7. pengeluaran air liur Pengeluaran air liur terjadi pada 30% kasus. Hal ini tidak berhubungan dengan produksi saliva asalkan tidak ada lesi iritatif saat itu, seperti karies gigi dan infeksi tenggorok. Pengeluaran air liur biasanya disebabkan oleh pembukaan mulut dan/atau kesulitan mengunyah karena paseudobulbar palsy. Umumnya, hal ini tidak dapat diterima dan dapat menimbulkan aspirasi, iritasi kulit, dan kesulitan berbicara. Manajemen dari kejadian ini tidak terlalu efektif. Obat antikolinergik, seperti glycopirrolate, mengurangi salivasi dengan menghambat jaras parasimtetik. Efek samping termasuk iritabilitas, sedasi, pangdangan kabung, dan konstipasi. Scopolamine adalah obat antikolinergik lain yang tersedia sebagai skin patch. Pembuatan jalur duktus saliva secara bedah adalah pilihan, tetapi dapat menimbulkan aspirasi. Studi terbaru menyarankan bahwa injeksi botulinum ke kelenjar parotis dan submandibular dapt bermanfaat untuk mengurangi pengeluaran air liur yang berlebihan.
8. hilang pendengaran Etiologi pasti, seperti kernikterus, post-meningitis, dan rubella kongenital, meningkatkan faktor resiko ari kehilangan pendengaran. Jika tidak terdiagnosa dan tertangani secara cepat, kehilangan pendengaran dapat menggagu pertumbuhan dan rehabilitasi, demikian selanjutnya terdapat keterlambatan perkembangan. Disarankan untuk dilakukan skrining, termasuk behavioral audiometry, auditory-evoked brainstem responses (ABR), atau transient evoked otoacoustic emissions.
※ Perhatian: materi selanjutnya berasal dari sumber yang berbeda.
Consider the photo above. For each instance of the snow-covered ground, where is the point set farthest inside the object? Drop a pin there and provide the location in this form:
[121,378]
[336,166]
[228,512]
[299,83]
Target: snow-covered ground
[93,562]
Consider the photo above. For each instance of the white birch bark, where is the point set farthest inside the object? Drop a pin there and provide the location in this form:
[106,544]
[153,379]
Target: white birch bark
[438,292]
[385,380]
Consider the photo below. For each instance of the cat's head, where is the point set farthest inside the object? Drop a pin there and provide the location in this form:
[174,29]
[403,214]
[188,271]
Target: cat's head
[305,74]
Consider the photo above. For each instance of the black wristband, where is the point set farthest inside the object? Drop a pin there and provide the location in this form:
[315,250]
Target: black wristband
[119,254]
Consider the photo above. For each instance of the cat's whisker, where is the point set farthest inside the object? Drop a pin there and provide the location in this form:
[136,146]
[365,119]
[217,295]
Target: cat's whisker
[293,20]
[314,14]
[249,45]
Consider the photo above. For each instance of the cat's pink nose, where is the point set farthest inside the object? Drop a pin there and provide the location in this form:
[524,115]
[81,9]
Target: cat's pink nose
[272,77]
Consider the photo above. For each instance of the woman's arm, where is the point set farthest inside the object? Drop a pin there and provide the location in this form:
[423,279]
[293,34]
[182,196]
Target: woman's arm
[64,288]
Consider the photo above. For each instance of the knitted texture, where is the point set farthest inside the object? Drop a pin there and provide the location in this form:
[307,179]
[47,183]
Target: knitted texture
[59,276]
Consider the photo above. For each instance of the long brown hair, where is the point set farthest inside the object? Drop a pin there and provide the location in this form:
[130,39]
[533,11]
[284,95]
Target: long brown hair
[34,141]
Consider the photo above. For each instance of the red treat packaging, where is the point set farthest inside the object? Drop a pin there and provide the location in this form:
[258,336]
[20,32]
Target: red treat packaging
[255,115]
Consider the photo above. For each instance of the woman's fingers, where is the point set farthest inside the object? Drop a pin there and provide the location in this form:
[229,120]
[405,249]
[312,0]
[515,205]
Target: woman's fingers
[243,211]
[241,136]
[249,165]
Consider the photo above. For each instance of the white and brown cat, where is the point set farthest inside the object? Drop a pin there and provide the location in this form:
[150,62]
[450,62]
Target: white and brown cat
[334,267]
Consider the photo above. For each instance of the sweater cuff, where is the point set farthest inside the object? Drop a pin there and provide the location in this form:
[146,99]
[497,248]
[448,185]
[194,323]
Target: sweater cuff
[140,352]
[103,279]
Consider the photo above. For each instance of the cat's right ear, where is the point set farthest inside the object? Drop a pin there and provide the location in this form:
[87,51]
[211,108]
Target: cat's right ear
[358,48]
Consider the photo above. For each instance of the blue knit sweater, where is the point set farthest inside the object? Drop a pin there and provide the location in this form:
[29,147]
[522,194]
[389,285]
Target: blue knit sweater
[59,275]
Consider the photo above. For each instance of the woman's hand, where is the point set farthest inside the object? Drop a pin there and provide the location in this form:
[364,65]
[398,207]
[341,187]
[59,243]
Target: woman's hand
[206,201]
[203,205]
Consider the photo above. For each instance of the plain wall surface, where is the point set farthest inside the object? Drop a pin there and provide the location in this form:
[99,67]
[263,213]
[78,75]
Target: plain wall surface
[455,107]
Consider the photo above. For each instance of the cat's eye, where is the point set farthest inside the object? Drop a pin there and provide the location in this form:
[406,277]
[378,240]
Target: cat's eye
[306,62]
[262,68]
9. gangguan penglihatan Anak dengan cerebral palsy, terutama bayi preterm, juga meningkatkan faktor resiko gangguan penglihatan, termasuk retinopati karena prematuritas, miopia, strabismus, glaukoma, dan ambliopia. Bila tida terdiagnosa dan tertagani dengan cepat, penurunan penglihatan dapat mengganggu perkembangan dan rehabiltasi. Strabismus dapat menyebabkan ambliopia. Gangguan penglihatan dapat di terjadi di kortikal karena kerusakan lobus oksipital. Dianjurkan untuk dilakukan skrining termasuk tes ketajaman penglihatan, pergerakan mata, dan funduskopi.
10. gangguan ortopedi Spastisitas dapat menyebabkan kontraktur sendi, pemendekan otot, dan defotmitas tungkai. Komplikasi ortopedi lain membutuhkan pengamatan seper ti skoliosis dan fraktur akibat osteomalasia dan osteoporosis. Manifestasi ini sering terjadi pada gangguan motorik yang berat dan imobilisasi, seperti kuadriplegia.